Queensland floods ‘one in 100-year event’
Thousands left without power and cut off by flooded roads
SYDNEY Streets turned into rivers and thousands were forced to abandon their homes in northeast Australia after a deluge not seen in a hundred years hit.
Now, the authorities are warning of tornadoes and more rain over the next few days.
Australia's tropical north experiences heavy rains during the monsoon season this time of the year, but the recent downpour has surged far above normal levels.
Thousands of residents in the city of Townsville in Queensland were without power and cut off by flooded roads.
More severe weather could whip up tornadoes and destructive winds in the days ahead, Bureau of Meteorology state manager Bruce Gunn told reporters yesterday.
Up to 20,000 homes are also at risk of being inundated if the rains continue.
Military personnel were delivering tens of thousands of sandbags to affected locals, as Queensland Premier Annastacia Palaszczuk warned residents to be careful.
"It is basically not just a one in 20-year event, it is a one in 100-year event," she told reporters Saturday.

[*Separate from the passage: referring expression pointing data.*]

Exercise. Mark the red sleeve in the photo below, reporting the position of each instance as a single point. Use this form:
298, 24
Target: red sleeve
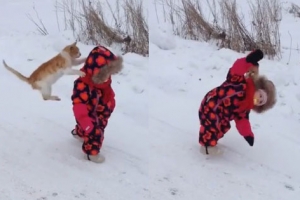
240, 66
243, 125
80, 98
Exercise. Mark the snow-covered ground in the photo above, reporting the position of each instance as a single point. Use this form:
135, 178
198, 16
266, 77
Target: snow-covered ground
151, 142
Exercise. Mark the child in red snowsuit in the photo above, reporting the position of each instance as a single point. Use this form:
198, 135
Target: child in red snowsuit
233, 100
93, 100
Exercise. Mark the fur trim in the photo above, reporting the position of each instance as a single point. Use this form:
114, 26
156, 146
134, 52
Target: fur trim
113, 67
268, 86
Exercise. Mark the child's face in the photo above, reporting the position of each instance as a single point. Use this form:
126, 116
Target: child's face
260, 98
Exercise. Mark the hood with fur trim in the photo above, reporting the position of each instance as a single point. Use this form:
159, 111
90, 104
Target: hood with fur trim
261, 82
101, 64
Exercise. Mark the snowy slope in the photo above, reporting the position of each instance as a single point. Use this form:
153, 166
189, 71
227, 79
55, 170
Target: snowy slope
150, 144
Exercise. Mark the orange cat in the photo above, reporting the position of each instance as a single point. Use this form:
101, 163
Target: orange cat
49, 72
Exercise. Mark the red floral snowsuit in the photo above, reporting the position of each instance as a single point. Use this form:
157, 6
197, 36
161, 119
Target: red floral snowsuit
93, 103
232, 100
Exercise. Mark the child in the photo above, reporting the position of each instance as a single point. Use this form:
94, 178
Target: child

The Bureau of Meteorology said a slow-moving monsoonal trough was sitting above Queensland, with some areas expected to get more than a year's worth of rain before conditions ease.
Bureau meteorologist Adam Blazak told AFP the heavy downpours could continue until Thursday, while floodwaters would take some time to recede even when the rains lessen.

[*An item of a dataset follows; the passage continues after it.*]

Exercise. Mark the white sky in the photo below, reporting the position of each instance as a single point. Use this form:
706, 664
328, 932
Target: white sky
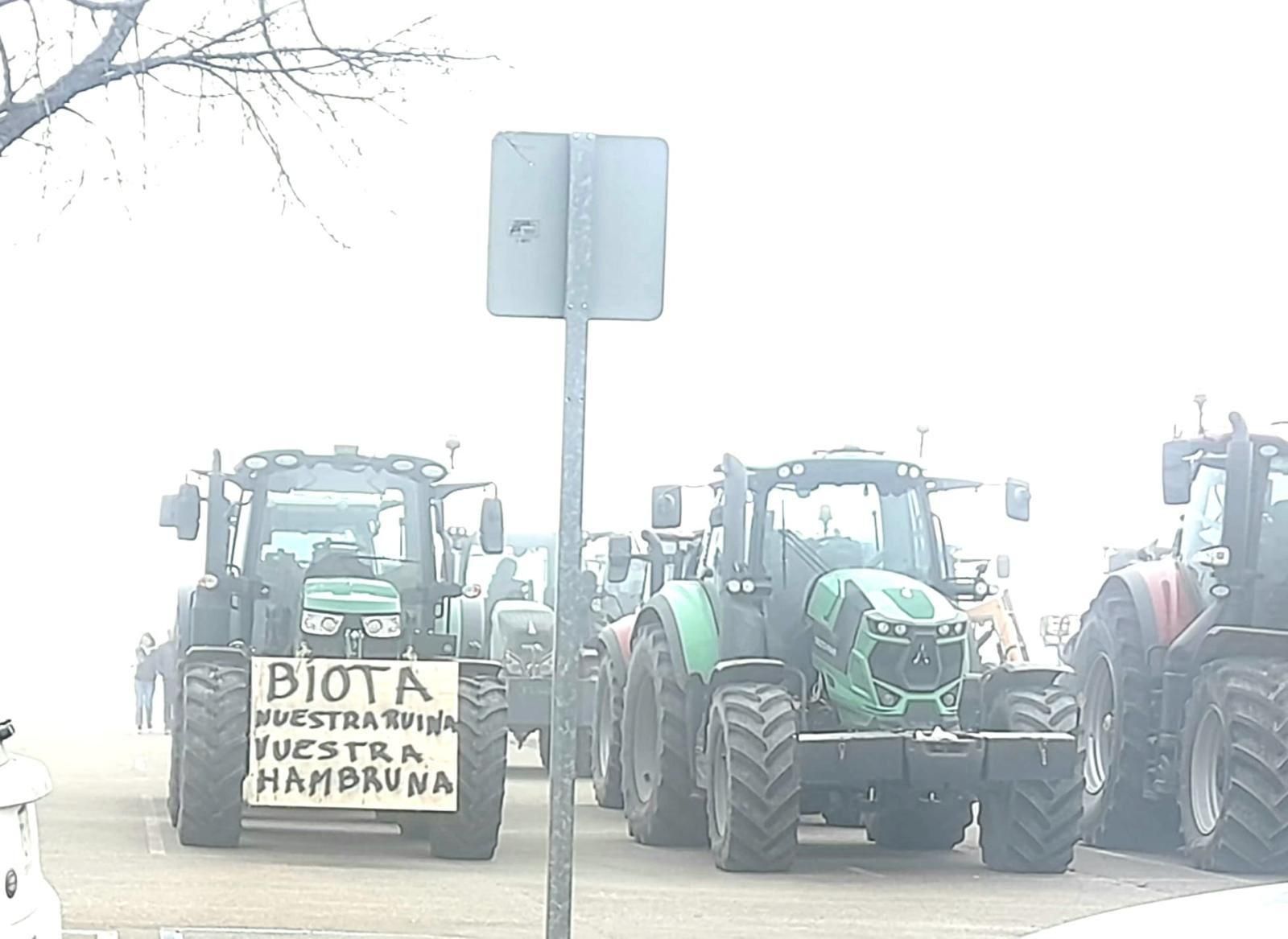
1038, 229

The region receives an average of 2,000mm of rain annually but some towns were already on track to pass that.
The town of Ingham received 506mm of rain in 24 hours between Saturday and Sunday, of which 145mm fell in just one hour, Mr Blazak said.

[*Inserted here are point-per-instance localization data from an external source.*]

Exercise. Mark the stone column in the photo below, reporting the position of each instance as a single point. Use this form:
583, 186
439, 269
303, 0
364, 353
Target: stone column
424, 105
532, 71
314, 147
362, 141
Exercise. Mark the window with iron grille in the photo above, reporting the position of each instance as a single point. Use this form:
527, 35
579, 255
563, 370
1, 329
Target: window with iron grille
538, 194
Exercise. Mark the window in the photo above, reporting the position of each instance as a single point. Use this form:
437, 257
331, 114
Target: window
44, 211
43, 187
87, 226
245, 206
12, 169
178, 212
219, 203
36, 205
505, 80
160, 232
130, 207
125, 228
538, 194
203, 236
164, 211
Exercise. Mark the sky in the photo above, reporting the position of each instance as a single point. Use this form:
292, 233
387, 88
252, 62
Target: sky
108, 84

"I have never seen anything like this," Townsville resident Chris Brookehouse told national broadcaster ABC, adding that his house was flooded with water more than 1m deep.
"The volume of water is just incredible. Downstairs is gone, the fridge and freezer are floating."
There has been a silver lining, with drought-stricken farmers in western Queensland welcoming the soaking.
"It is a welcome relief, especially in our western communities, to not only get the rain but also to fill up their dams," Ms Palaszczuk said yesterday.